3. Group listing can be unloaded too :) E.g. Auth DB cache can implement
limited LRU cache of MemberListShard entities in memory.
4. Replication protocol would in fact run faster in most cases (though would be
a bit more complicated). It will be like this:
a) Master -> Replica: here's a list of AuthGroups with MemberListShard keys inside.
b) Replica -> Master: replica figures out what MemberListShard keys it doesn't have, and sends it to Master.
c) Master -> Replica: here's MemberListShard entities you've requested.
d) Repeat the protocol from the beginning.
This protocol has a nice property of converging even though AuthDB size can be
giant.
Original comment by vadimsh@chromium.org
on 23 Jan 2015 at 7:49
For initial implementation there can be only one MemberListShard per group
(i.e. no hash map or sharding). But it still would be lazily loaded (to avoid
fetching giant groups all the time when they are not needed).
The entity itself can have a single field members =
BytesProperty(compressed=True) with content:
"a@example.com\na@example.com\nservice:b\nbot:d" (e.g. its ok to make 'user:' a
default, but I don't think we should do anything more smarter there..).

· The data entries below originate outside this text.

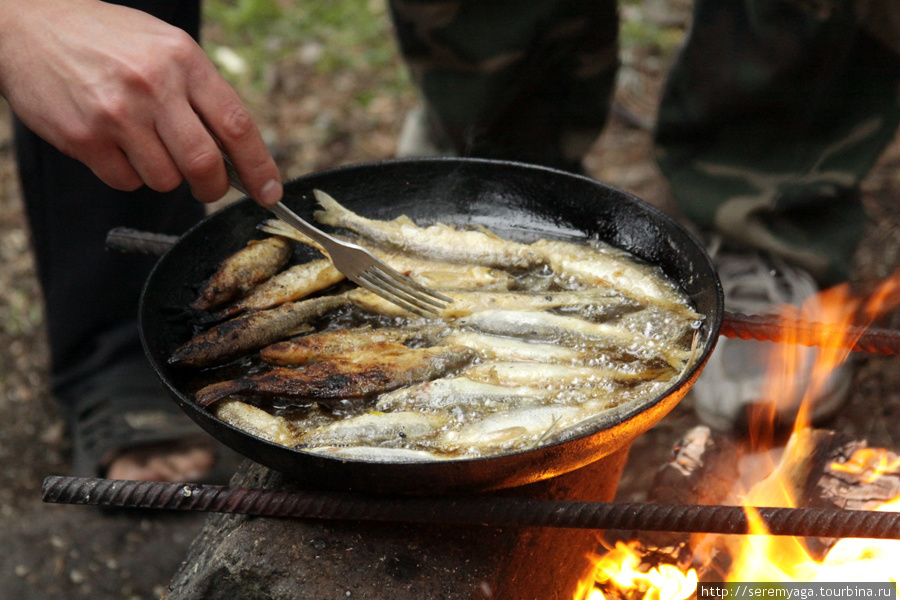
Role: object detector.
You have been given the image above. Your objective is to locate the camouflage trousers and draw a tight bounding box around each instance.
[390,0,900,283]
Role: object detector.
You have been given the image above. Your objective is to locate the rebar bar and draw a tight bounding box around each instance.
[719,311,900,355]
[43,476,900,539]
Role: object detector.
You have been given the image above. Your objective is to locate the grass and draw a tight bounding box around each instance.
[204,0,408,91]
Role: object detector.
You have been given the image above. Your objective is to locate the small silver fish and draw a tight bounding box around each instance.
[348,289,620,321]
[303,446,443,463]
[461,361,660,386]
[300,411,447,446]
[212,399,300,448]
[195,342,475,406]
[458,310,689,370]
[314,190,545,269]
[216,259,344,318]
[443,330,583,364]
[169,296,348,368]
[375,377,555,412]
[259,326,444,367]
[437,406,582,454]
[262,219,513,290]
[531,239,700,318]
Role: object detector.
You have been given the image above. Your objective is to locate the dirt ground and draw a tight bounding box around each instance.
[0,7,900,600]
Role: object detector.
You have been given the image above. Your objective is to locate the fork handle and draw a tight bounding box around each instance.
[222,152,336,251]
[268,202,337,248]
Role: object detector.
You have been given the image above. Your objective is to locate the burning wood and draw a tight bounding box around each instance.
[574,428,900,600]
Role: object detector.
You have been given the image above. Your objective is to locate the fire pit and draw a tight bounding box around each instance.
[49,161,897,599]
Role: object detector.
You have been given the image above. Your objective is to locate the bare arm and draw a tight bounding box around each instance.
[0,0,281,205]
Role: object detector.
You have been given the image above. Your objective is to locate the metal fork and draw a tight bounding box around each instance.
[222,153,453,317]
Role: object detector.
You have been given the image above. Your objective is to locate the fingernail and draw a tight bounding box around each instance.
[259,179,284,206]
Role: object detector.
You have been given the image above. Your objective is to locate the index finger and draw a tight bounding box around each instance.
[190,73,283,206]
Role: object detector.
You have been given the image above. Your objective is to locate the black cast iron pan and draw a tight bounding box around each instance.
[140,158,723,493]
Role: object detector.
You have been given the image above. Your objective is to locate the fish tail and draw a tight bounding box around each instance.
[194,379,253,407]
[313,190,350,227]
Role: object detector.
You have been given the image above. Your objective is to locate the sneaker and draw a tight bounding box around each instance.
[395,104,455,158]
[691,240,853,433]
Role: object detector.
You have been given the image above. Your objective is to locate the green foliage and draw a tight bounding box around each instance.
[204,0,405,92]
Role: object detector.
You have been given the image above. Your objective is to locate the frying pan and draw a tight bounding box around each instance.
[140,158,723,494]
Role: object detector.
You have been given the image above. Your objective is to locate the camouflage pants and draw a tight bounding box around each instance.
[391,0,900,283]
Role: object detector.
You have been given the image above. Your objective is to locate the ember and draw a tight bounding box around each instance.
[574,274,900,600]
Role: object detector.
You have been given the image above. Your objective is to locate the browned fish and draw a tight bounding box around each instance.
[259,327,445,367]
[169,296,347,368]
[216,258,344,318]
[191,236,294,310]
[196,342,476,406]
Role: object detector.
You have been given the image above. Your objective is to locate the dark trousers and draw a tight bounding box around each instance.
[15,0,203,408]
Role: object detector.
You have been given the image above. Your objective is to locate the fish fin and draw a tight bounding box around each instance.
[313,190,350,227]
[475,225,509,242]
[394,215,419,229]
[194,379,252,406]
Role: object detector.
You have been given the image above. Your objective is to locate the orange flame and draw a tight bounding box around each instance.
[574,542,698,600]
[574,272,900,600]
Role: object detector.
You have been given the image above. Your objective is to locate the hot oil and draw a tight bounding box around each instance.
[192,224,698,460]
[247,253,691,459]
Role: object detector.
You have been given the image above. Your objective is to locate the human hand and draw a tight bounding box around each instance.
[0,0,282,205]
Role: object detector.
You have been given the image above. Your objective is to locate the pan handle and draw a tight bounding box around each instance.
[106,227,178,256]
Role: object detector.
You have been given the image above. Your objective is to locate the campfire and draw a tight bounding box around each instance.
[574,275,900,600]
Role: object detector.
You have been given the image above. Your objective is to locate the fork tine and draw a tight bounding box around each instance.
[354,271,438,317]
[372,255,453,308]
[366,265,453,309]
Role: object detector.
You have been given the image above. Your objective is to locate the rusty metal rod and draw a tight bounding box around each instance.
[43,476,900,539]
[719,311,900,355]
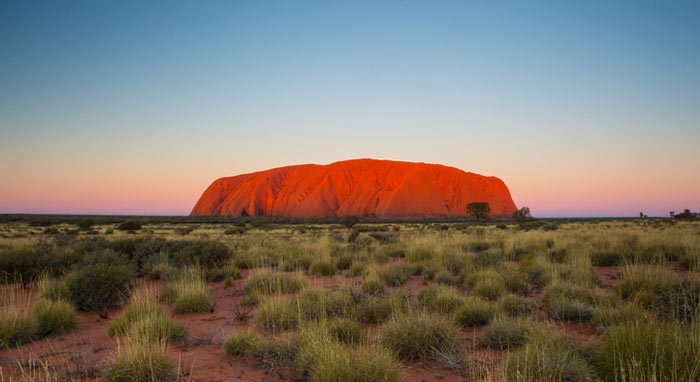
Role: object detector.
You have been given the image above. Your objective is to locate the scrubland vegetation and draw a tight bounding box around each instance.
[0,219,700,382]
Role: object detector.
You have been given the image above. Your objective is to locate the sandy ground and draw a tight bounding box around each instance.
[0,267,644,382]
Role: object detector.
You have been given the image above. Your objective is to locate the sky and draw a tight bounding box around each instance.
[0,0,700,216]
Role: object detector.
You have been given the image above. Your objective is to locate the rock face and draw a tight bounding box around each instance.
[190,159,516,219]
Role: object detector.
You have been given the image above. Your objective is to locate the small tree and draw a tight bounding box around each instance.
[467,202,491,221]
[512,207,532,221]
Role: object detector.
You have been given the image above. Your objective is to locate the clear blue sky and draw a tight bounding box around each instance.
[0,1,700,216]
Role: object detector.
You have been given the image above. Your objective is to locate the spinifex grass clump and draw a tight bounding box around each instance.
[455,297,496,327]
[502,333,594,382]
[255,296,302,332]
[464,269,506,300]
[309,260,338,276]
[107,296,185,343]
[477,317,530,349]
[418,285,464,313]
[32,298,78,336]
[161,268,211,314]
[243,272,306,295]
[105,342,176,382]
[595,321,700,382]
[379,311,460,360]
[498,294,533,317]
[309,344,401,382]
[295,321,401,382]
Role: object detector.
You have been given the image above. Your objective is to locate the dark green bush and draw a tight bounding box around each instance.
[65,264,135,318]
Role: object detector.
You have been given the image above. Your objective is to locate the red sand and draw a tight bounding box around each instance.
[190,159,516,219]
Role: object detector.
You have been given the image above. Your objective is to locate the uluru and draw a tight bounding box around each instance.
[190,159,516,219]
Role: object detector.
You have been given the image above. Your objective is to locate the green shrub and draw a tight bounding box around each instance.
[32,298,78,336]
[37,274,70,301]
[455,297,496,327]
[595,321,700,382]
[65,264,135,318]
[243,272,306,295]
[379,312,460,360]
[105,344,176,382]
[222,330,261,356]
[0,312,36,349]
[477,318,530,349]
[498,294,533,317]
[309,260,338,276]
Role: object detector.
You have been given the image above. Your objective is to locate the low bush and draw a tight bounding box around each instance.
[455,297,496,327]
[379,312,461,360]
[105,344,176,382]
[32,298,78,336]
[65,264,135,318]
[477,318,530,349]
[0,312,36,349]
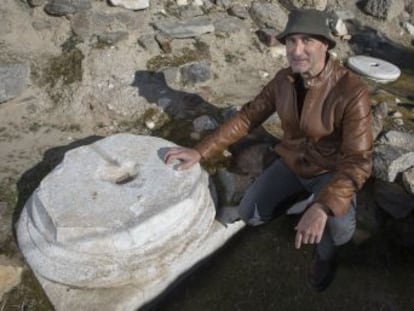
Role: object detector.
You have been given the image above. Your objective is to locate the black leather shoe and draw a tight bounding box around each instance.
[309,251,337,292]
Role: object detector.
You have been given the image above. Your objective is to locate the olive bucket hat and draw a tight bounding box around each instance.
[276,9,336,49]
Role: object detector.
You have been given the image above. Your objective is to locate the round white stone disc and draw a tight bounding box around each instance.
[347,55,401,83]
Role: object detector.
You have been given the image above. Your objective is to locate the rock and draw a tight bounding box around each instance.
[137,34,160,54]
[256,28,281,46]
[373,180,414,219]
[97,31,129,45]
[403,167,414,195]
[0,64,30,103]
[0,202,13,244]
[44,0,92,16]
[347,55,401,83]
[155,33,172,54]
[227,4,249,19]
[18,134,214,287]
[373,145,414,182]
[403,22,414,37]
[109,0,149,10]
[249,2,288,31]
[181,62,211,84]
[0,255,23,301]
[154,16,214,39]
[177,0,188,6]
[17,134,244,311]
[335,10,355,21]
[378,130,414,152]
[362,0,404,21]
[292,0,328,11]
[213,16,246,34]
[215,0,232,10]
[179,5,204,18]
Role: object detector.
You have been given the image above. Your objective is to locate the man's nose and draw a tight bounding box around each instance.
[291,40,305,55]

Old MemberListShard entites can probably stay in the DB forever, since we plan
to implement "group history" anyway. Btw with content-addressed MemberListShard
the history entities would be really slim, since there's no need to copy member
lists all the time.
Original comment by vadimsh@chromium.org
on 23 Jan 2015 at 8:01
Issue 213 has been merged into this issue.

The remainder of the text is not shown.